Successful Sailboat Racing: Do Sweat the Small Stuff 

On New Year’s weekend, after nine months away for wingfoiling and other on-the-water adventures, Paul and I rejoined the SailNewport Thumb Yachting Guild for some fierce model boat racing. I should’ve reread 9 Lessons from Racing Model Sailboats, because it felt like I was sailing with two left thumbs AND my eyes closed. On the first day of 2023, I even became the fleet’s problem child; over an hour of racing, I lost count of the number of times I heard someone ask, “341, what the %^&* are you doing?”

Finally two Sundays ago, I got my mojo back and finished second for the day in a fleet of 16; my best DF95 results ever. The SailNewport Thumb Yachting Guild is a very competitive group that’s dominated by two world-champion brothers, Brad and Ken Read, who usually take the top two slots. That day, though, a string of top five finishes (and not a single penalty turn) were enough to edge out Brad. There are definitely worse places to be than the meat in a Read sandwich!

DragonFlite 95s are only 95cm long but a full-sized boatload of fun to race—as long as the details are sorted.

So what did I do differently that day? It was the not-small matter of getting all the little things right, so I could focus on racing. The previous day, I’d realized that replacing several tiny lines had knocked my boat so far out of balance that I could barely tack; downwind, the jib wasn’t jibing or winging out. Since the problems weren’t something I could fix standing on an icy dock, I took over as race committee for a very aggressive fleet—which provided a chance to learn from both the victories and mistakes of others. 

Back in the “boat shop” that afternoon, I retuned my entire boat. The DF95s are as finicky as a Snipe, and it took at least an hour of tweaking before I had the sail plan back in balance. Another model boat lesson: a boat that gets up to speed and sails in a straight line on its own also maneuvers much more consistently.

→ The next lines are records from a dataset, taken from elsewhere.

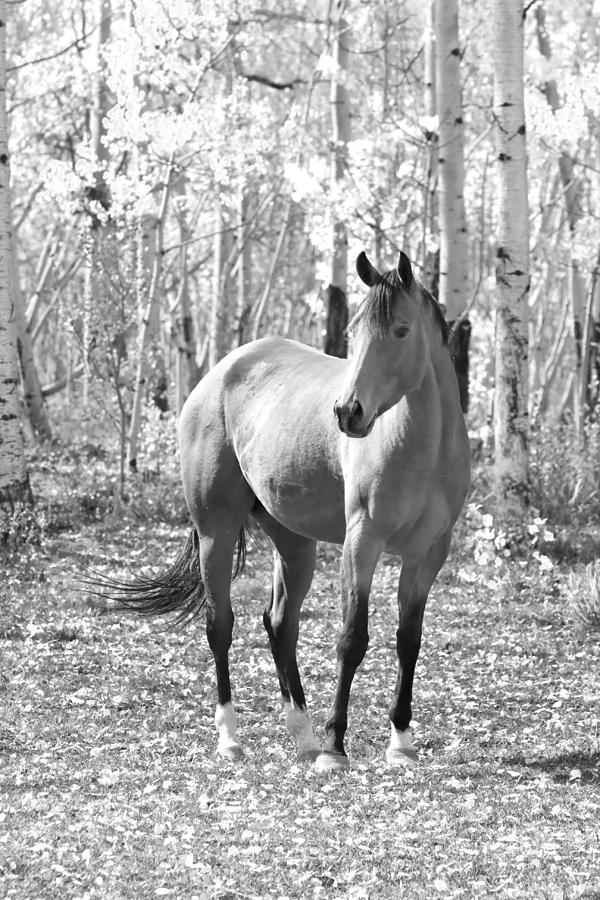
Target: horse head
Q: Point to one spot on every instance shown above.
(391, 346)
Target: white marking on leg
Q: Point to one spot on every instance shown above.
(225, 720)
(299, 725)
(401, 741)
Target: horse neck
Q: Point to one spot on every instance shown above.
(443, 369)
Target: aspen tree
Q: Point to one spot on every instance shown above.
(335, 293)
(454, 273)
(14, 477)
(511, 430)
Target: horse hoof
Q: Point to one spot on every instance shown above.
(327, 761)
(232, 752)
(401, 758)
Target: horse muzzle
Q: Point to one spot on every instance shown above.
(351, 419)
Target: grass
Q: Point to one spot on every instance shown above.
(109, 786)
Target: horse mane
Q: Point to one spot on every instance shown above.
(377, 309)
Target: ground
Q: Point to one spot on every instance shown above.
(110, 787)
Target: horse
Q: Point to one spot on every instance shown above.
(370, 453)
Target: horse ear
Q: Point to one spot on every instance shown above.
(405, 270)
(366, 272)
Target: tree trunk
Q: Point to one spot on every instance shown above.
(147, 328)
(217, 325)
(32, 391)
(572, 191)
(454, 273)
(431, 232)
(97, 195)
(242, 313)
(336, 303)
(511, 431)
(186, 372)
(14, 477)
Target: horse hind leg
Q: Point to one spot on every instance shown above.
(216, 557)
(294, 564)
(415, 583)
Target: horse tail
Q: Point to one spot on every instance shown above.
(179, 589)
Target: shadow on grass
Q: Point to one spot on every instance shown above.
(562, 767)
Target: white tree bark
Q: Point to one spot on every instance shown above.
(14, 478)
(511, 430)
(431, 232)
(336, 291)
(454, 265)
(454, 274)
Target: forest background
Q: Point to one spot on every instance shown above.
(187, 179)
(186, 176)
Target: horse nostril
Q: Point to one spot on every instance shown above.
(356, 411)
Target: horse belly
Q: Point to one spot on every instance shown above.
(298, 487)
(414, 538)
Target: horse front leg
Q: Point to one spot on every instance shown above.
(415, 582)
(359, 558)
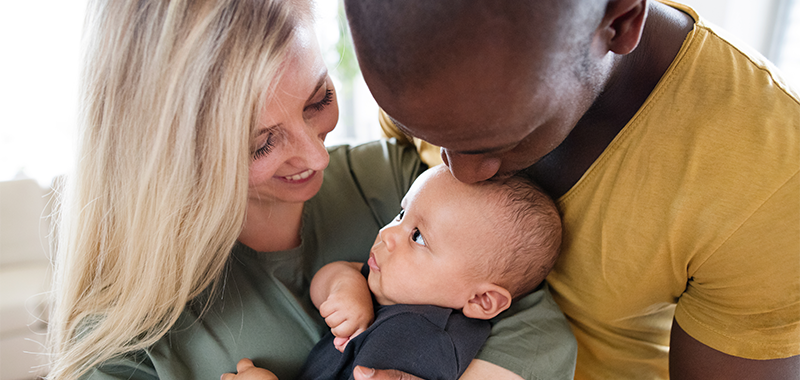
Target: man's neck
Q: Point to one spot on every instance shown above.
(633, 78)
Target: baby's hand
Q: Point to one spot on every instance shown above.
(348, 312)
(247, 371)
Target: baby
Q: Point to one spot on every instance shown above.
(455, 257)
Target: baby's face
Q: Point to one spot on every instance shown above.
(427, 254)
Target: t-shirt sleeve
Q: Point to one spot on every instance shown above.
(533, 339)
(410, 343)
(740, 303)
(427, 151)
(137, 367)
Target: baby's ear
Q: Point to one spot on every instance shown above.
(487, 302)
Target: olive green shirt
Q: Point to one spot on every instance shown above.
(264, 311)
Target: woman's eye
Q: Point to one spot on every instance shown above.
(417, 237)
(265, 149)
(320, 105)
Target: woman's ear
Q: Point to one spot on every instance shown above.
(489, 301)
(621, 28)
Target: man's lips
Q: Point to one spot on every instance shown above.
(373, 265)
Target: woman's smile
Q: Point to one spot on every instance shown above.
(299, 177)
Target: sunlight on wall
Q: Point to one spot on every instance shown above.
(40, 41)
(38, 80)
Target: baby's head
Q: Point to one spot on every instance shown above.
(473, 247)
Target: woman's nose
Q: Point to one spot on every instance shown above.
(469, 168)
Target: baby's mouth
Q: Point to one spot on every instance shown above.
(373, 265)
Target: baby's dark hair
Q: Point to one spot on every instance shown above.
(533, 236)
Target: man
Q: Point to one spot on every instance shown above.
(673, 153)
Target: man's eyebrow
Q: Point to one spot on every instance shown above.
(320, 82)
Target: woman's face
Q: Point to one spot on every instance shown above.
(289, 148)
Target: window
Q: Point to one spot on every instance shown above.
(786, 54)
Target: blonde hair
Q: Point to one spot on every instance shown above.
(171, 94)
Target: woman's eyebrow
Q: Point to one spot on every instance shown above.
(320, 82)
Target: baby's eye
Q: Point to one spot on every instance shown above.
(417, 237)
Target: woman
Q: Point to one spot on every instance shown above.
(196, 215)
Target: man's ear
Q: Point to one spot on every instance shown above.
(621, 28)
(487, 302)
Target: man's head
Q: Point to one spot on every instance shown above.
(498, 84)
(473, 247)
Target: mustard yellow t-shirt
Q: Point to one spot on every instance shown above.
(693, 211)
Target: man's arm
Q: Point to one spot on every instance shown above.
(691, 359)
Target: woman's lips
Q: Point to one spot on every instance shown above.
(373, 265)
(299, 177)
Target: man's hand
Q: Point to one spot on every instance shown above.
(246, 370)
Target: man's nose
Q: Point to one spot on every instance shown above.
(469, 168)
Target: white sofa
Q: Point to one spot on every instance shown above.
(24, 278)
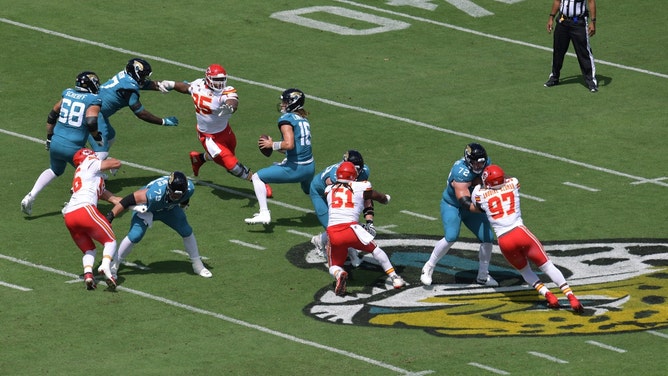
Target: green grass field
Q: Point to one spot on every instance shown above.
(409, 97)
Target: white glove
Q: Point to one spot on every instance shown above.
(166, 86)
(140, 208)
(370, 228)
(225, 109)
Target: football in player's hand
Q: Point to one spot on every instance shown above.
(266, 151)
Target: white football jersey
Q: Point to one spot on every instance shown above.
(87, 185)
(346, 205)
(502, 205)
(207, 106)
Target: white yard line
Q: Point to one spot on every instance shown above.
(228, 319)
(656, 181)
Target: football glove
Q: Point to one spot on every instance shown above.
(369, 227)
(98, 139)
(165, 86)
(171, 121)
(225, 109)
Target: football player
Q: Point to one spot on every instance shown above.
(499, 198)
(164, 199)
(215, 102)
(69, 123)
(347, 199)
(84, 220)
(457, 207)
(298, 165)
(122, 90)
(317, 192)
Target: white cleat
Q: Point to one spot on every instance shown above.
(26, 204)
(489, 281)
(398, 282)
(263, 217)
(105, 269)
(355, 259)
(200, 269)
(317, 243)
(425, 277)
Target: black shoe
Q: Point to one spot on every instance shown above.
(551, 82)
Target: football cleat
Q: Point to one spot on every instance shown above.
(105, 269)
(200, 269)
(398, 282)
(575, 303)
(26, 204)
(425, 277)
(489, 281)
(196, 161)
(263, 217)
(341, 280)
(318, 244)
(89, 281)
(552, 301)
(355, 260)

Sunday’s conditions definitely played to my personal strengths. A 2-5 knot easterly kept the course small and close to the dock, so it was much easier to see marks and judge distances. And, full disclosure, Brad did catch a VERY LARGE piece of seaweed on his keel. But none of that would’ve mattered if I hadn’t been able to focus on racing. Which is so much more fun than being the fleet problem child!

Brad Read dubbed this “the Seaweed MONSTA

There are a lot of theories about why the Read brothers dominate weekend after weekend, a micro-sized version of the age-old dilemma: What Makes a Champion? I believe one major part of their success is what I stumbled onto that day: the not-small matter of getting all the little things right. The difference is that Brad and Ken have both the experience and the concentration to achieve that week after week, in a range of conditions. They are always racing, not falling into classic model-boat-racing pitfalls like missed marks and boat entanglements. (Unlike most of the fleet, I’ve never ever heard either of them swear, and maybe apologize, after simply turning the rudder the wrong way.)

This weekend, I’ll be taking this lesson back to full-sized sailing. Supercrew Kim Couranz is joining me for the Snipe Comodoro Rasco in Miami, our first regatta together in seven months. Though the details are totally different from model boats, the end goal is the same: to sweat the small stuff ahead of time so we can focus on racing and having fun. And, of course, to avoid the gut-wrenching dismay of becoming the fleet’s problem child.